Ambode or masala vada is one of the staple dishes on festive occasions. It is also one dish that can be made and served in a number ways.
By Nandita Nataraj
- Chana dal or bengal gram- 180gm or 1 cup, soaked in enough water for 2 hours
- Carrot- 1 small, peeled and grated (optional)
- Grated Cabbage- ¼cup (optional)
- Rice flour- 2tbsp
- Salt to taste
- Green chili- 2, finely chopped
- Curry leaves- 8-10, finely chopped
- Coriander leaves- 2 tbsp, finely chopped
- Grated fresh coconut- 2tbsp
- Hing- A big pinch
- Oil to deep fry.
- Drain the soaked lentils and pulse in a blender for five to six times. The lentils should not be ground to a fine paste. It is ok if the some portion of the lentil is left whole.

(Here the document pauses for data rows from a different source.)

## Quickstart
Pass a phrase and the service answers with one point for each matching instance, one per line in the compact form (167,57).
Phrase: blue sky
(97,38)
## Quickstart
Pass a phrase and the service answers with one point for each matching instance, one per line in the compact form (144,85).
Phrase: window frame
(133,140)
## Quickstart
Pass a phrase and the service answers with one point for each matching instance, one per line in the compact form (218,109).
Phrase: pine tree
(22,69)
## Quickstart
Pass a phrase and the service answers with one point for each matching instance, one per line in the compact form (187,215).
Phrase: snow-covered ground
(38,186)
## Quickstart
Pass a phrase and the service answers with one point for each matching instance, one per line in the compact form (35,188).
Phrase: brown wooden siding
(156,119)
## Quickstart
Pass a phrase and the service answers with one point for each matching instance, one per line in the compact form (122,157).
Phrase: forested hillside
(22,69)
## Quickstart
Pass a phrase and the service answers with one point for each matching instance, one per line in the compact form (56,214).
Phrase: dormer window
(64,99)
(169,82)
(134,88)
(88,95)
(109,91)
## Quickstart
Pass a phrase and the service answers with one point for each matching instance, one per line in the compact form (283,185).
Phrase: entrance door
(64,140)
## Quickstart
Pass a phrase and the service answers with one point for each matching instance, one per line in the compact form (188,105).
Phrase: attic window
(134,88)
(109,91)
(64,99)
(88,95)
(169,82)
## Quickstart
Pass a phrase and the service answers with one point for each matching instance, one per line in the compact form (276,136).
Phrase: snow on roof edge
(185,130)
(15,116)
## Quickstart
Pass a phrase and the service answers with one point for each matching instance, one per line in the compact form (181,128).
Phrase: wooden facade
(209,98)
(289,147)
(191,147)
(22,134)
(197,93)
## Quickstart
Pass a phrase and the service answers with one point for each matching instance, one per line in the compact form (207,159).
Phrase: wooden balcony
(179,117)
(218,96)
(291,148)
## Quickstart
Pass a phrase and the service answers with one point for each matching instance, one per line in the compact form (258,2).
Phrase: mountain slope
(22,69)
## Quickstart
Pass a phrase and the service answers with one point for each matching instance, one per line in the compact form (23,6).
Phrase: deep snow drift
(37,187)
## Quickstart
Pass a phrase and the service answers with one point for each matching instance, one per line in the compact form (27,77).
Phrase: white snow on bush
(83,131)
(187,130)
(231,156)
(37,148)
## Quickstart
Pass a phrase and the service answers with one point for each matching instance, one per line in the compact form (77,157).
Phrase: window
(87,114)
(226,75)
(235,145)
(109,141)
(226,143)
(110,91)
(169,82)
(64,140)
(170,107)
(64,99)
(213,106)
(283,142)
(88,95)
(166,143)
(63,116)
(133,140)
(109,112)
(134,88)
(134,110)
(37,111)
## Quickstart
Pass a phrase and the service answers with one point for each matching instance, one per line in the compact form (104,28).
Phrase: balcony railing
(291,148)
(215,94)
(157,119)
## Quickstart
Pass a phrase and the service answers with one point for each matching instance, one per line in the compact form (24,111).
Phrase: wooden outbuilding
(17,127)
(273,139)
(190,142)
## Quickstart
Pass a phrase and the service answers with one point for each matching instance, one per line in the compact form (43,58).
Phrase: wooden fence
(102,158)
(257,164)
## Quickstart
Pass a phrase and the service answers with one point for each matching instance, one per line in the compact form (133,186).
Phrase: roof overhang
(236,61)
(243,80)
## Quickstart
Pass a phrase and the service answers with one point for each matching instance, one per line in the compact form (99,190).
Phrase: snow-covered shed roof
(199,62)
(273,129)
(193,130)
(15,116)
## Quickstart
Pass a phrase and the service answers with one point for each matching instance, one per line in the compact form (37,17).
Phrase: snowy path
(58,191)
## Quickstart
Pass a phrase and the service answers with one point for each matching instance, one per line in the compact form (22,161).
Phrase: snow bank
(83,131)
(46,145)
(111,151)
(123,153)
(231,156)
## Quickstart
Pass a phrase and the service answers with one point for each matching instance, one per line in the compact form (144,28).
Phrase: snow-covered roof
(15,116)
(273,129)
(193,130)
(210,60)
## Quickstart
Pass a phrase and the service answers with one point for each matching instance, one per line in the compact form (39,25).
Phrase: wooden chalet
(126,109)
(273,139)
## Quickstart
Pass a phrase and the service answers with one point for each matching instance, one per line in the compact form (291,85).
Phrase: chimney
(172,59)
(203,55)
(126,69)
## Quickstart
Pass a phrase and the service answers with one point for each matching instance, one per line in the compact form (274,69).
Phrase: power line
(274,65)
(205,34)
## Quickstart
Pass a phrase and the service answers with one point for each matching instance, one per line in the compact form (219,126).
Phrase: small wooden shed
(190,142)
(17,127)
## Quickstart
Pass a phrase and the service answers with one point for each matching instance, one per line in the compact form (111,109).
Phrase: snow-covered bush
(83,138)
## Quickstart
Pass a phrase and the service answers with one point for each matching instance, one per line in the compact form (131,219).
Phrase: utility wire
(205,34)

- Transfer the coarsely ground chana dal to a large bowl and add the grated carrot, cabbage, rice flour, salt, coconut, green chili, coriander leaves, curry leaves and hing and mix well.
- Heat oil in a wok. To check if the oil is hot enough for frying, drop a small portion of the lentil mixture into the oil. If it rises to the surface immediately, then the oil is ready for frying.
- Pinch a small lemon sized portion from the lentil mixture, shape them into balls and flatten them slightly in your hands and gently slip it into the oil.
- Deep fry the vadas on medium high heat till they are brown on both sides.
- Remove the fritters from the oil using a slotted spoon and drain on an absorbent paper and serve immediately.
- Repeat the same procedure with the rest of the lentil mixture.